Dominus adjuto meus yeux. The world is ours to shape and control as we wish. All we need are the right tools and the will. Shape your inner world and the outer will follow.

I can hardly remember my own childhood. My parents and family, now scattered around the globe, are little more than shades to me. Did they make me who I am today? Did their cold neglect become a root from which my entire life blossomed? Not at all. I am who I choose to be, or almost. There is still work to be done.

I met a man last night who was not there. A rhyme or a riddle? He’s still not there. He whispers to me, but when I look for him he is gone. I need more knowledge. All my books are written by people who never found the answers only more questions. Perhaps the answers lie beyond the flesh.

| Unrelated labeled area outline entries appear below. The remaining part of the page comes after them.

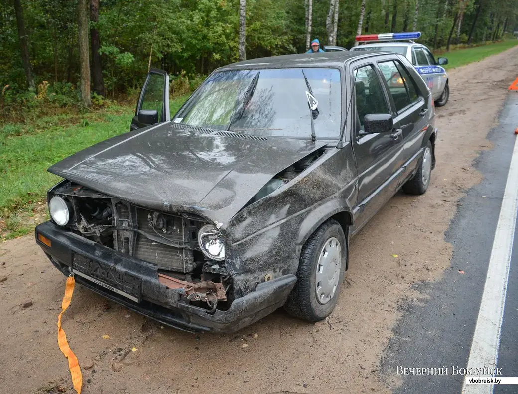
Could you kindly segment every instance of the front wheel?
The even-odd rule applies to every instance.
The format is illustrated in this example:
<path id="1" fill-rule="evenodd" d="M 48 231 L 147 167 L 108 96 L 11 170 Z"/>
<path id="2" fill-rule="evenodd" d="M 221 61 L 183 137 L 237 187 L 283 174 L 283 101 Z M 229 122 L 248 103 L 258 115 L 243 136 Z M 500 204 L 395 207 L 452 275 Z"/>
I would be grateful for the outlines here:
<path id="1" fill-rule="evenodd" d="M 329 220 L 303 248 L 297 283 L 284 309 L 307 321 L 329 316 L 336 305 L 346 269 L 347 244 L 341 226 Z"/>
<path id="2" fill-rule="evenodd" d="M 417 172 L 403 185 L 403 190 L 409 194 L 424 194 L 430 184 L 433 161 L 431 143 L 429 140 L 424 148 Z"/>
<path id="3" fill-rule="evenodd" d="M 439 97 L 439 99 L 435 102 L 435 106 L 442 107 L 446 105 L 446 103 L 448 102 L 448 99 L 449 98 L 450 86 L 447 82 L 446 85 L 444 85 L 444 90 L 442 91 L 442 94 L 441 95 L 441 96 Z"/>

Today I felt youth die beneath my thumbs. Did I feel guilt? Perhaps a little: remnants of an obsolete morality driven into my psyche. I have to work on that too. I watched the boy’s eyes. They smiled at first at the kindly stranger; the one who took him in when he needed to feel safe, clothed him, fed him all the things he craved.

Fear came next. Although it didn’t last long, it intoxicated me. This child, for whom I felt nothing, became mine in those moments of terror. His shock and disbelief made me roar with laughter. So naïve and trusting was he, even after his experiences, that when realisation dawned on him, he wept. He called me “Daddy”, and in that moment I owned him completely. He was mine to save or destroy.

Resignation soon followed. He knew. I think we all recognise the moment of our death. Some fight. Others, like the child, accept their fate in submissive silence, aware of the futility of any battle when your foe, be it madman or disease, is far stronger than yourself. I believe I will rejoice when death comes for me: the true freedom. I will cry ‘Yes. Take me. I’m yours!’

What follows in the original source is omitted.